Acontece que as normas do direito das sucessões determinam que a totalidade dos bens deixados pertence a todos os filhos em partes iguais. Mesmo com a dedicação pessoal do morador, a propriedade de R$ 320 mil não se tornou posse exclusiva dele.

O que aconteceu quando as fechaduras foram trocadas?
Interessados em partilhar o patrimônio financeiro, os outros dois herdeiros contrataram corretores para avaliar e comercializar a residência. Incomodado com a circulação de estranhos, Marcos trocou todos os cadeados e impediu qualquer visita ao local.
Diante do bloqueio, o diálogo amigável foi interrompido. Os dois irmãos enviaram uma notificação formal e ingressaram no Poder Judiciário com um pedido para fixar aluguel mensal pelo uso exclusivo do bem comum da família.
Mas afinal, o que o Código Civil brasileiro determina sobre o imóvel herdado?
O Código Civil brasileiro estabelece que, no momento do falecimento, o patrimônio se transmite aos herdeiros como um condomínio indiviso. Isso significa que todos passam a ser coproprietários de cada fração da casa até a conclusão do inventário.
Além disso, o artigo 1.319 do Código Civil determina expressamente que cada condômino deve responder aos outros pelos frutos que perceber da coisa comum. Quando alguém ocupa a casa integralmente, deve indenizar financeiramente os demais que estão impedidos de usufruir.
Como funciona o cálculo do aluguel entre os herdeiros?
A indenização fixada pelo juiz não abrange a totalidade do valor de locação, mas sim a quota-parte dos prejudicados. Em um imóvel cujo aluguel de mercado atinja R$ 1.500, o ocupante deve repassar dois terços do valor, correspondente à soma da fração dos dois irmãos.
Seguindo os ritos do Código de Processo Civil, essa compensação monetária não é retroativa aos cinco anos anteriores. A dívida passa a ser contada apenas a partir da comprovação de resistência, mediante notificação extrajudicial formal ou citação do processo.

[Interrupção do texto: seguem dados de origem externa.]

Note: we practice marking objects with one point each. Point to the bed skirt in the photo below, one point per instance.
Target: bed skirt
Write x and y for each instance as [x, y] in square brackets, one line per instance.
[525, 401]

As normas sobre herança existem para impedir o morador de viver no imóvel?
As regras legais não foram criadas para punir familiares que cuidaram de seus pais, tampouco para promover despejos abruptos. Elas existem porque a Constituição Federal resguarda o direito de propriedade e a igualdade sucessória entre todos os herdeiros legítimos.

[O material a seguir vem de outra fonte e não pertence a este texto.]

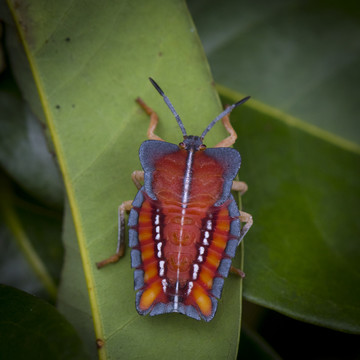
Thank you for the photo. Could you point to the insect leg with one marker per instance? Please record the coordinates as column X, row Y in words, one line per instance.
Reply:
column 153, row 120
column 137, row 176
column 239, row 186
column 247, row 219
column 120, row 249
column 230, row 140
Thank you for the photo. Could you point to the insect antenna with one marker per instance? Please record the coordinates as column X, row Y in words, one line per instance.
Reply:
column 224, row 113
column 170, row 106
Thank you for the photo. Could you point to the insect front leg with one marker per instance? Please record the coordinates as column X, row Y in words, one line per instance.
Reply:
column 230, row 140
column 120, row 249
column 137, row 176
column 247, row 219
column 239, row 186
column 154, row 119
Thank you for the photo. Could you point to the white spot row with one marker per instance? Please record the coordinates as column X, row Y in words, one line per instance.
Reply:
column 195, row 271
column 190, row 286
column 159, row 245
column 162, row 268
column 164, row 284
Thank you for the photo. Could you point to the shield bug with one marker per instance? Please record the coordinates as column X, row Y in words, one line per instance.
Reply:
column 184, row 224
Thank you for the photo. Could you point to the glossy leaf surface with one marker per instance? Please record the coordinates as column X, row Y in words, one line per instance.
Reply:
column 32, row 329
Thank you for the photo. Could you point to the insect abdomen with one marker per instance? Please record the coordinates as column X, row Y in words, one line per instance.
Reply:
column 181, row 252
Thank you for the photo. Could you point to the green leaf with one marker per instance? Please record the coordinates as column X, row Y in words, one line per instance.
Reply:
column 301, row 57
column 36, row 231
column 32, row 329
column 89, row 63
column 23, row 149
column 302, row 253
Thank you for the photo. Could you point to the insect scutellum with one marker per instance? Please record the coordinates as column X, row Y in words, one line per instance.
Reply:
column 177, row 117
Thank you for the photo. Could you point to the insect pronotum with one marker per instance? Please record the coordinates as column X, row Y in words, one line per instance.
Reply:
column 184, row 224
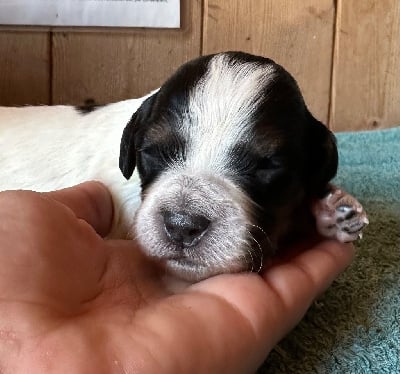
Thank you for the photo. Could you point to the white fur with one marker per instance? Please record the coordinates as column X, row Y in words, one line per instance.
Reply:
column 45, row 148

Permitir a ocupação gratuita indefinida causaria enriquecimento sem causa de um filho em prejuízo dos outros. A legislação busca um ponto de equilíbrio: garante a moradia, desde que haja a devida compensação financeira proporcional aos demais titulares.

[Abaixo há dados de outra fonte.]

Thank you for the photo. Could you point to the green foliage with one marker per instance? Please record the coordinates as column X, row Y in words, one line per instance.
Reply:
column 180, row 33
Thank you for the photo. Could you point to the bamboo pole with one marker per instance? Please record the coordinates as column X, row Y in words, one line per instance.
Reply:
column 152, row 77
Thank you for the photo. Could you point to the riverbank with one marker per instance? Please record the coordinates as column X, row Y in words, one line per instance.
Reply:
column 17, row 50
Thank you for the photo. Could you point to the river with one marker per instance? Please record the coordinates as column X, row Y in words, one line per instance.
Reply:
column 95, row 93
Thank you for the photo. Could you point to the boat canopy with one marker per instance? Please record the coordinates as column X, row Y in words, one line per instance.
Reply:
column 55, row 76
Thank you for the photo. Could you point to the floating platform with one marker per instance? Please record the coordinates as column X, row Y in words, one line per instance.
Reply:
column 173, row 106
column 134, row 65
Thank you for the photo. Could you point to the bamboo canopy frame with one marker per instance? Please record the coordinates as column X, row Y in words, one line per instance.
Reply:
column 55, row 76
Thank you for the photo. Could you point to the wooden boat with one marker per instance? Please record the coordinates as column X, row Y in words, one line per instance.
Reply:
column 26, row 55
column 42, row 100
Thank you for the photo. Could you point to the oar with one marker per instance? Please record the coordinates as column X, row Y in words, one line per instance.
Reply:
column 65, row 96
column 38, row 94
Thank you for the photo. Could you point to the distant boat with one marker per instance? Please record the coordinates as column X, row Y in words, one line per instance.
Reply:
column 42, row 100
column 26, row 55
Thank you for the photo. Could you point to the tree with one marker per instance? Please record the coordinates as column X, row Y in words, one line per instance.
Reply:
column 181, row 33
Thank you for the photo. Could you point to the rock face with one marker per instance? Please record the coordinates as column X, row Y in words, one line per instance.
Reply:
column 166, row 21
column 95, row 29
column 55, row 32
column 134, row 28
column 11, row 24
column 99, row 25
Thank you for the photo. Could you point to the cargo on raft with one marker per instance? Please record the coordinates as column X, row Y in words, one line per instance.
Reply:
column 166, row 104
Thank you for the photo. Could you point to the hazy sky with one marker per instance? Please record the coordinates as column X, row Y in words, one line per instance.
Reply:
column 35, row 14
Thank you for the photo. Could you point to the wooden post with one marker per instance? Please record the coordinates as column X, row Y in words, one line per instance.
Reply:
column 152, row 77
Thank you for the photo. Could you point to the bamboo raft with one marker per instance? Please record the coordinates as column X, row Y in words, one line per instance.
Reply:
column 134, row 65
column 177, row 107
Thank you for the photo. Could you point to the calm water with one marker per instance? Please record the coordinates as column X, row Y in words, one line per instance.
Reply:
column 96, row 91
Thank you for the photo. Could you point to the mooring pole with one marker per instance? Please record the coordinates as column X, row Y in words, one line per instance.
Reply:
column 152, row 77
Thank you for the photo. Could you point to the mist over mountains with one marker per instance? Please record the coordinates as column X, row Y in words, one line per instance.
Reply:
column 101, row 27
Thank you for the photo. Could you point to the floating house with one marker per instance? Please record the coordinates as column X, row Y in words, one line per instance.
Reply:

O que muda quando comparamos o uso exclusivo com o caminho legal?
A diferença entre a conduta de Marcos e o procedimento legalizado não está no valor afetivo pela casa, mas no respeito às etapas processuais exigidas pela legislação brasileira.
A comparação entre o caminho que Marcos seguiu e o que a lei pede fica clara na tabela:
| Etapa | O que Marcos fez | O que a lei exige |
|---|---|---|
| Ocupação inicial Uso após falecimento | Morou sozinho durante cinco anos | Consentimento expresso dos demais coproprietários |
| Acesso ao imóvel Troca de trancas | Trocou fechaduras sem aviso prévio | Garantia de acesso conjunto ou posse compartilhada |
| Fase de venda Avaliação imobiliária | Impediu corretores e recusou visitas | Colaboração para avaliação e venda do bem |
| Compensação Frutos da propriedade | Negou qualquer repasse financeiro | Pagamento mensal da quota-parte proporcional |
| Desfecho judicial Partilha formal | Sofreu ação de arbitramento forçado | Acordo amigável de locação ou compra de frações |
O que se aprende com a história de Marcos?
A história de Marcos é fictícia, mas retrata uma das maiores fontes de conflito familiar nos tribunais do país. O apego à memória dos pais não era o problema. O erro foi presumir que o tempo de moradia anularia o direito financeiro dos outros herdeiros.
Quem realmente quer morar no imóvel herdado precisa seguir esse roteiro: abrir o inventário com agilidade, firmar um acordo formal de locação com os coproprietários e repassar mensalmente a fração devida aos parentes. É um processo burocrático e exige concessões mútuas. Mas é o que separa o direito legítimo de habitação de uma disputa judicial desgastante.